In 1954, Shi Zhe participated in the Geneva Conference as a member of the delegation of the People’s Republic of China, accompanying Zhou Enlai as a diplomatic aide. In the same year, Nikita Khrushchev led a Soviet delegation to participate in the celebration of the fifth anniversary of the National Day of the People's Republic of China and held talks with Chinese leaders. Shi Zhe served as the main interpreter, and then accompanied Khrushchev to visit South China. From December 1955 to March 1956, Shi Zhe accompanied Zhu De during his tour of Romania, East Germany, Hungary, Czechoslovakia and Poland, and then attended the 20th Congress of the Communist Party of the Soviet Union.

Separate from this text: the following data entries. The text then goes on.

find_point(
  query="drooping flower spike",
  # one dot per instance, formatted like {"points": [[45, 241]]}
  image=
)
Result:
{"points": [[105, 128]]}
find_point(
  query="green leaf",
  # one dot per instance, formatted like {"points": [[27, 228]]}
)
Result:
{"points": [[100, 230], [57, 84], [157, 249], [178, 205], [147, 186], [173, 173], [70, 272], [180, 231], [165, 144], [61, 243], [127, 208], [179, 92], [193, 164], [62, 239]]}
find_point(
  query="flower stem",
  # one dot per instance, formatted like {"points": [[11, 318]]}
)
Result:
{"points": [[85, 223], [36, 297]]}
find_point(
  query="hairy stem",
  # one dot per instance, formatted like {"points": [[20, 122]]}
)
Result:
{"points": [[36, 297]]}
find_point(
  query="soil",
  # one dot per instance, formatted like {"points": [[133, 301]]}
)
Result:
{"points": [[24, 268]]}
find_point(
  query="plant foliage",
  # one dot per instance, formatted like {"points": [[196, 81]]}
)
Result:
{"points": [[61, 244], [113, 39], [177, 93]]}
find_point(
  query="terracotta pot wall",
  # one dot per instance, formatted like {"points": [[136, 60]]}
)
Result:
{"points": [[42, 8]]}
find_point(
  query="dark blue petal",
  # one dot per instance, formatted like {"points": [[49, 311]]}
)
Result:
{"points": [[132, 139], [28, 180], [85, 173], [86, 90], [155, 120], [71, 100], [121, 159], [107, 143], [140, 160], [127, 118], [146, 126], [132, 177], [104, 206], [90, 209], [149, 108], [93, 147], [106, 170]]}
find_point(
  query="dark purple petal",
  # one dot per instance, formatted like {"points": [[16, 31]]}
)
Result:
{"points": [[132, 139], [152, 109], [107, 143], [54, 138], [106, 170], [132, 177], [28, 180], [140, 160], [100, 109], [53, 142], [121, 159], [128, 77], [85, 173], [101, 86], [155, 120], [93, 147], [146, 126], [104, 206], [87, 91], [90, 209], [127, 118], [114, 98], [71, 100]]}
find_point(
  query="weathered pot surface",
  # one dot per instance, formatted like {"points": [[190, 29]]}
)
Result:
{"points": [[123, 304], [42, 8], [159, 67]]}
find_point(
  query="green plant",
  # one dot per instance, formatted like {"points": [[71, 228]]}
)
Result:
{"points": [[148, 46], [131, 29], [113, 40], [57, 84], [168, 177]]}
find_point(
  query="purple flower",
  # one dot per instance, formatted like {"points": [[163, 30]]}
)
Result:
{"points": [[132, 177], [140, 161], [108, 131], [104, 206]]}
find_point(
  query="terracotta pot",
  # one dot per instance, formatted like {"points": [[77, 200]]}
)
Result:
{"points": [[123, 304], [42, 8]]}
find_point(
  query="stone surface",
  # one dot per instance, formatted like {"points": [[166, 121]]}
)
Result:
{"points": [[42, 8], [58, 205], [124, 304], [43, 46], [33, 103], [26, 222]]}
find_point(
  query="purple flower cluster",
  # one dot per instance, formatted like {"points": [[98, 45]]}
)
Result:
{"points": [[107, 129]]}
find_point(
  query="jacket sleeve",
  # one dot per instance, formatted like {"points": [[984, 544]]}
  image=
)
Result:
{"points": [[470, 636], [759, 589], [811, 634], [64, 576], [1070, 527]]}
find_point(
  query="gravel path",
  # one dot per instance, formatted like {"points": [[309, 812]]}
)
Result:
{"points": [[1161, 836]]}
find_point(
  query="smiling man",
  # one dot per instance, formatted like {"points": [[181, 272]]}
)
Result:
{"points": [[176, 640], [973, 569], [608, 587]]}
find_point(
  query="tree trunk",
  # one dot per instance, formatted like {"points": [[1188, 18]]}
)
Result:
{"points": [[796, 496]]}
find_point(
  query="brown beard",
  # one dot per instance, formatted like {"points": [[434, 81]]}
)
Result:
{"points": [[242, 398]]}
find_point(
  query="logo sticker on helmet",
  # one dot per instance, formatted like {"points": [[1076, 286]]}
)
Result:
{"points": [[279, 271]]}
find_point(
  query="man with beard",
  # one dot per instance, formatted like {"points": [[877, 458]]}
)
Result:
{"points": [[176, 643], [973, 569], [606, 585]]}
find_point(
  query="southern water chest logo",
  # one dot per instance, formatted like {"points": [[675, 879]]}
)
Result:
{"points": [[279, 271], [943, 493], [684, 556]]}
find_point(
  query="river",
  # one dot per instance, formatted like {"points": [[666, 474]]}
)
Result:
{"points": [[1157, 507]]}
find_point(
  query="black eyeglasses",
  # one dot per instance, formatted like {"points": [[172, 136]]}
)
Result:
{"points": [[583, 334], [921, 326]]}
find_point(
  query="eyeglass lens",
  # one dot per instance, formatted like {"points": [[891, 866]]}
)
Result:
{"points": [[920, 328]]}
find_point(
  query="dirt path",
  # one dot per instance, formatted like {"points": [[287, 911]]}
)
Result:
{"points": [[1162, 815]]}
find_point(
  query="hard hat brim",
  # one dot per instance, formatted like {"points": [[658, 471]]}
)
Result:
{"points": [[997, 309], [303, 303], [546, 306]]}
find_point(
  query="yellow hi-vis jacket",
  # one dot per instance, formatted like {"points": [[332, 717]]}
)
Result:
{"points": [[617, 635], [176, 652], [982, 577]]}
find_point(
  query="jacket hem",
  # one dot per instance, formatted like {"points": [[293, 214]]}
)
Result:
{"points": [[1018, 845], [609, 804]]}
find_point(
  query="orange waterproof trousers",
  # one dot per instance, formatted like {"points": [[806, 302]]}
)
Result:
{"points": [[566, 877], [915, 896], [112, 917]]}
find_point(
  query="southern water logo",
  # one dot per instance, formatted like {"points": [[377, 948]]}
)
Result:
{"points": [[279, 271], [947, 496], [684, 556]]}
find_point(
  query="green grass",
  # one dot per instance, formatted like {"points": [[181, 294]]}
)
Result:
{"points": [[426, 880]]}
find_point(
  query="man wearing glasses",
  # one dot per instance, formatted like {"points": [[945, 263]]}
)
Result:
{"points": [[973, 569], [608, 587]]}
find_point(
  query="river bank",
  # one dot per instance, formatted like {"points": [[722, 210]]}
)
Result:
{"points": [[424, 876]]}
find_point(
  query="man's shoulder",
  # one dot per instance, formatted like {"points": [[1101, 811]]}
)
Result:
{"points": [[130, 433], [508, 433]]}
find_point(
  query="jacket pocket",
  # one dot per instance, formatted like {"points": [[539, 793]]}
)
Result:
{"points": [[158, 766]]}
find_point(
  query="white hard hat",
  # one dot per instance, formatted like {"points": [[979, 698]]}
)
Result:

==Downfall and imprisonment==
In 1957, Shi Zhe was transferred away from Beijing, becoming Secretary of the Secretariat of the Shandong Provincial Committee of the CCP. Because of an erotic scandal involving his young mistress, he was expelled from the CCP in 1958, and banished to work in a rural farm in his native Shaanxi, where he stayed until 1962.

Then things became even worse for Shi. In August 1962, Sino-Soviet relations had completely broken down. At this time, cadres associated with Xi Zhongxun were hunted down and purged throughout China. In September 1962, the Shaanxi Provincial Committee of the CCP sent personnel to escort Shi Zhe back to Beijing. After arriving in Beijing, Shi Zhe was detained and sent to Qincheng Prison. Shi Zhe had a blood vessel necrosis, and then underwent thoracic tumor resection surgery. In May 1975, Shi Zhe was released, after spending 13 years as a prisoner.

==Release, rehabilitation and later years==
In the spring of 1979, the CCP Organization Department concluded that "Shi Zhe has been reviewed, and there are no political problems." At the suggestion of his old friend Wang Zhen, Shi Zhe was assigned to the Institute of Soviet and East European Studies of the Chinese Academy of Social Sciences (later changed to the Institute of Eastern Europe and Central Asia), as a special adviser. In 1986, he retired due to suffering from cerebral thrombosis. During his retirement years, he enjoyed the treatment and benefits of a deputy minister.

On August 17, 1998, Shi Zhe died in Beijing at the age of 93.